На крик пришел какой-то тощий брюнет и спросил, в чем дело. Я объяснила, и он мне улыбнулся той же необычной улыбкой, что и эль-алевская служащая, и меня куда-то повел. Там у меня взяли билет и выдали мне пачку израильских денег. Он спросил меня: «Вы действительно хотите переехать в Израиль? Вы что, с ума сошли?». А затем он спросил, где я остановилась и что я делаю вечером. Он, кажется, очень огорчился, когда я сказала, что собираюсь вернуться в Сдэ-Шалом. Он сказал, что это ведь очень далеко и там все чокнутые, но что вообще-то это очень приятное место.

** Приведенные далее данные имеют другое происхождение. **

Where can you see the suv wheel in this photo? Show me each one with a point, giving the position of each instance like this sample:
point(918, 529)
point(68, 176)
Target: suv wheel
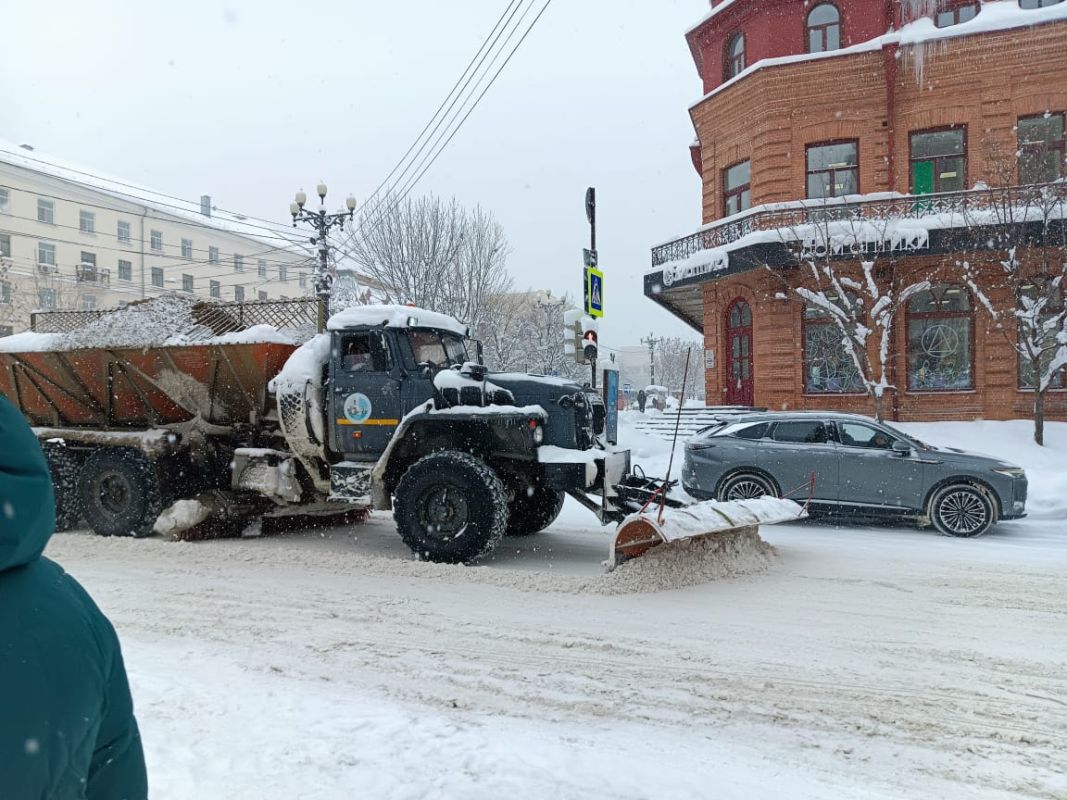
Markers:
point(961, 510)
point(746, 486)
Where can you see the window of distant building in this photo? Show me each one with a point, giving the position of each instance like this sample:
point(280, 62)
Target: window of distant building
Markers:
point(938, 161)
point(833, 170)
point(824, 28)
point(828, 367)
point(940, 333)
point(736, 188)
point(735, 56)
point(46, 254)
point(954, 12)
point(46, 211)
point(1040, 148)
point(1031, 370)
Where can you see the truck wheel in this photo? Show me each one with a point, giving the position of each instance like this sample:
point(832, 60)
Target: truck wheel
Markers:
point(961, 510)
point(64, 470)
point(120, 493)
point(450, 507)
point(534, 510)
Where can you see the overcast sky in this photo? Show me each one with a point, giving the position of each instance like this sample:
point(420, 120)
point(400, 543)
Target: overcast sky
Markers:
point(248, 101)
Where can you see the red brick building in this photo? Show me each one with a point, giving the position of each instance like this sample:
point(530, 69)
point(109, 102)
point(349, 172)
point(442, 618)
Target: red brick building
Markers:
point(890, 132)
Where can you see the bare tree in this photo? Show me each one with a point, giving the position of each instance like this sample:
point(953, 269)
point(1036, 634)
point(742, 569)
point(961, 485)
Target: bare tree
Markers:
point(839, 256)
point(1023, 291)
point(433, 254)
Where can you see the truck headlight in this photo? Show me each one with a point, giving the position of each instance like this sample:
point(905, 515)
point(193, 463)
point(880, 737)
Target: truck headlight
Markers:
point(1010, 472)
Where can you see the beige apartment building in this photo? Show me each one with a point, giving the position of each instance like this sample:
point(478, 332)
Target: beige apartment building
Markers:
point(70, 239)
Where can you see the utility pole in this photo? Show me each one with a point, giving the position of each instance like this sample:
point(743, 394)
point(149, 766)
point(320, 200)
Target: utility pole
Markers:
point(322, 224)
point(651, 341)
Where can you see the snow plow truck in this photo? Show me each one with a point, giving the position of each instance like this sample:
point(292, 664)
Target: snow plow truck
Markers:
point(391, 410)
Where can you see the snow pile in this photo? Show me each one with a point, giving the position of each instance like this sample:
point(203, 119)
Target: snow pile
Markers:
point(394, 316)
point(181, 516)
point(689, 562)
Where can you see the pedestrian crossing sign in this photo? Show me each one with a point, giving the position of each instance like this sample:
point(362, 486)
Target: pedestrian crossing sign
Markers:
point(594, 292)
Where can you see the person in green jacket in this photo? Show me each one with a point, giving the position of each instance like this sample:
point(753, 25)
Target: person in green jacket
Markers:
point(66, 717)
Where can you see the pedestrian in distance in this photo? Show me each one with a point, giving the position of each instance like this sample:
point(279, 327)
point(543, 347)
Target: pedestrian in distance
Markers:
point(66, 717)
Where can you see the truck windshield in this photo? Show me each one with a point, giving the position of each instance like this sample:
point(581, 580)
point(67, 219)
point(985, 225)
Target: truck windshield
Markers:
point(438, 349)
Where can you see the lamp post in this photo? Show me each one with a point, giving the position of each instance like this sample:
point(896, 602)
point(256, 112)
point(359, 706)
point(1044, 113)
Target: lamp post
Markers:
point(322, 224)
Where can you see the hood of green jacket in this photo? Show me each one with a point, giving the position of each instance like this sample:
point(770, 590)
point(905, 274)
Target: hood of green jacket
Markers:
point(27, 502)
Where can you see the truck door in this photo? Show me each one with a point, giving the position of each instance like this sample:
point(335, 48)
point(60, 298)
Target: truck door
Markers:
point(364, 394)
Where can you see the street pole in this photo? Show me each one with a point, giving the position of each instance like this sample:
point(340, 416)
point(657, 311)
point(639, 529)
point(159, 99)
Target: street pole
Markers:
point(322, 224)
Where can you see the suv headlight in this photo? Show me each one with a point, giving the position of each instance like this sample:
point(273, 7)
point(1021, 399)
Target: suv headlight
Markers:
point(1010, 472)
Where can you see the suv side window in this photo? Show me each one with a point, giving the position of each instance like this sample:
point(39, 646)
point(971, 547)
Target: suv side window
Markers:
point(803, 432)
point(365, 352)
point(856, 434)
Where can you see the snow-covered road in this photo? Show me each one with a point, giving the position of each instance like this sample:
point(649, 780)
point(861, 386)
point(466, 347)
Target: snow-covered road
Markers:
point(869, 661)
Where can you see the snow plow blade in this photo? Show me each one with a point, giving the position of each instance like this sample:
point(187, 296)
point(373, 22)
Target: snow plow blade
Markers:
point(654, 526)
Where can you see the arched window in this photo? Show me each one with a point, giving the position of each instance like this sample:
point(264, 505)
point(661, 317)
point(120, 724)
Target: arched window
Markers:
point(824, 28)
point(828, 366)
point(735, 56)
point(940, 339)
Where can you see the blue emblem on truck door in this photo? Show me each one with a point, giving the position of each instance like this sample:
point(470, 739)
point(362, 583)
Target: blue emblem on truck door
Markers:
point(357, 408)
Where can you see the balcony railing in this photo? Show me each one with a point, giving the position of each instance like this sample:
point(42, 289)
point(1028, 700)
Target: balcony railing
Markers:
point(976, 206)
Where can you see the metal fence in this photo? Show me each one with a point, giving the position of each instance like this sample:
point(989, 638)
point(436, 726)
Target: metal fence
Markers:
point(973, 206)
point(217, 318)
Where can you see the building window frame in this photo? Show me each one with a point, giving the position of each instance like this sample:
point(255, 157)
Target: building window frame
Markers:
point(823, 31)
point(918, 382)
point(938, 161)
point(833, 169)
point(743, 192)
point(46, 211)
point(949, 13)
point(734, 58)
point(1041, 148)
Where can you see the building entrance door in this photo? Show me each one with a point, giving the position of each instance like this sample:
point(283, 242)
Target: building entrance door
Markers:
point(739, 353)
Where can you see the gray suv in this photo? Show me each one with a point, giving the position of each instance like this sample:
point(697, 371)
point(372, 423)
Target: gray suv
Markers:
point(860, 467)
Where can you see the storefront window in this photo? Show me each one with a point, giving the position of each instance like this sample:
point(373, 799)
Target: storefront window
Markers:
point(940, 325)
point(828, 366)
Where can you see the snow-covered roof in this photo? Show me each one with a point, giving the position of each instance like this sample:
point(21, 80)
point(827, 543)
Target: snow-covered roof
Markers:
point(273, 235)
point(993, 16)
point(394, 316)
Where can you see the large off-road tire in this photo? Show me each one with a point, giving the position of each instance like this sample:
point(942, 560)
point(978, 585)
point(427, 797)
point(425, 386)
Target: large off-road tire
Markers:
point(63, 467)
point(745, 486)
point(534, 510)
point(961, 510)
point(450, 507)
point(120, 493)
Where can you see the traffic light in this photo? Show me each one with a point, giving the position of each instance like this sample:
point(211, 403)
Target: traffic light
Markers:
point(589, 346)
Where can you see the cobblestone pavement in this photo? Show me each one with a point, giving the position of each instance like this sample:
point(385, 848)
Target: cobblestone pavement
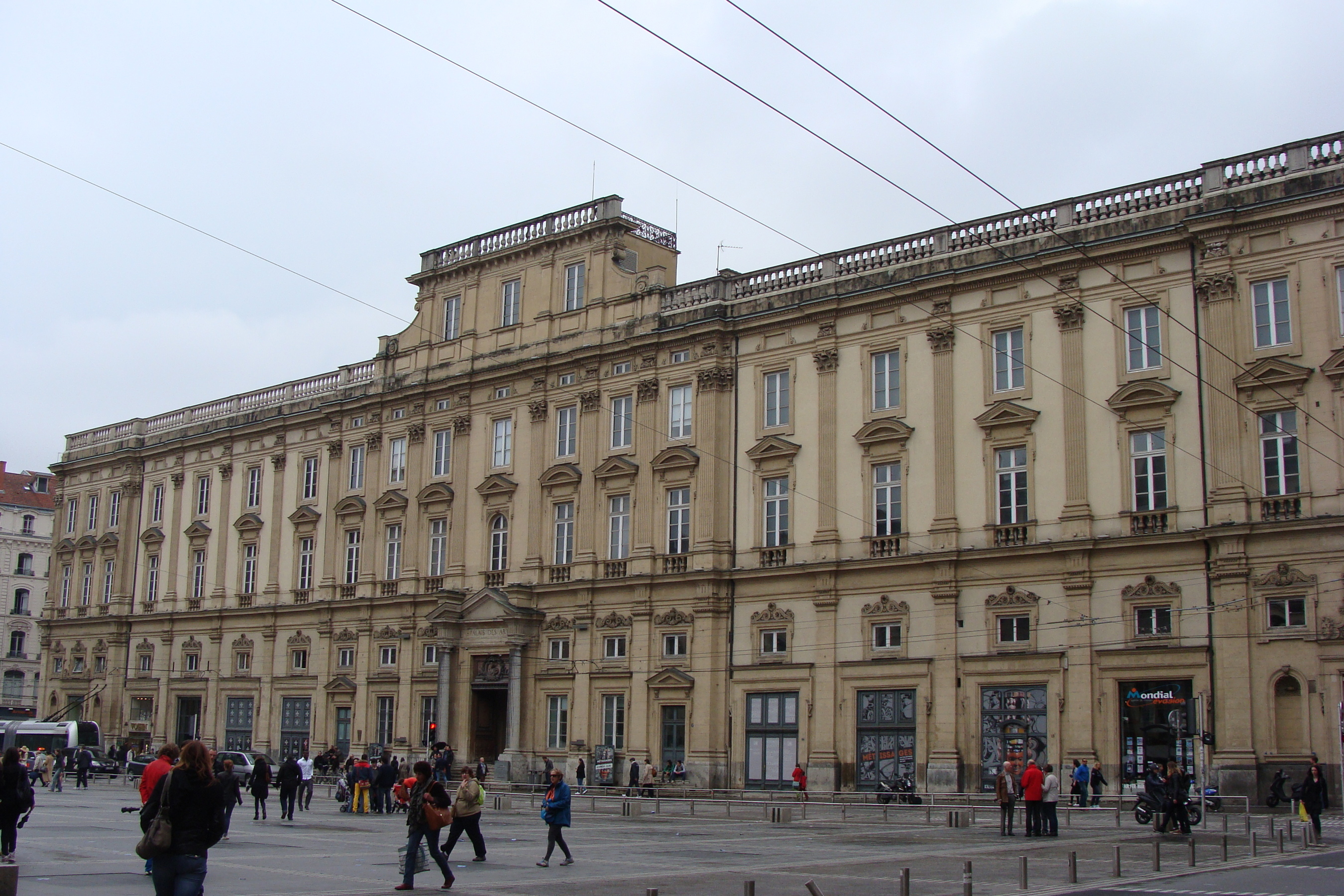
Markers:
point(78, 843)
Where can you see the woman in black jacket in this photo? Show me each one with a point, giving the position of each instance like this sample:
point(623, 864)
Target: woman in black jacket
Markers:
point(197, 810)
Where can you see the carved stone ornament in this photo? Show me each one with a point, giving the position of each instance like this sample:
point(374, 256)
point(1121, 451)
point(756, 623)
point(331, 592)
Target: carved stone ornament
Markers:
point(1012, 597)
point(674, 617)
point(884, 606)
point(1151, 587)
point(1284, 577)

Эйб Герц мне объяснил, что самхут значит «полномочия». Он говорит, что израильские учреждения кишмя кишат людьми, у которых нет самхута. Их называют пакидами — то есть чиновниками; а израильское чиновничество собирательно называют «Пакидстаном». Эйб говорит, что бюрократия — это проклятие Израиля. Из-за бюрократии он в свое время уже готов был все бросить и вернуться в Америку. По его словам, единственная надежда — что в Израиль приедет достаточно американцев, которые здесь поселятся и изменят положение дел.
Из аэропорта я поехала в Иерусалим, чтобы повидаться с бабушкой. Там мне нежданно-негаданно пришло в голову остаться у нее ночевать, и она весь вечер рассказывала мне всякие истории из времен своей юности. Даже когда мы уже легли и погасили свет, она все еще продолжала говорить.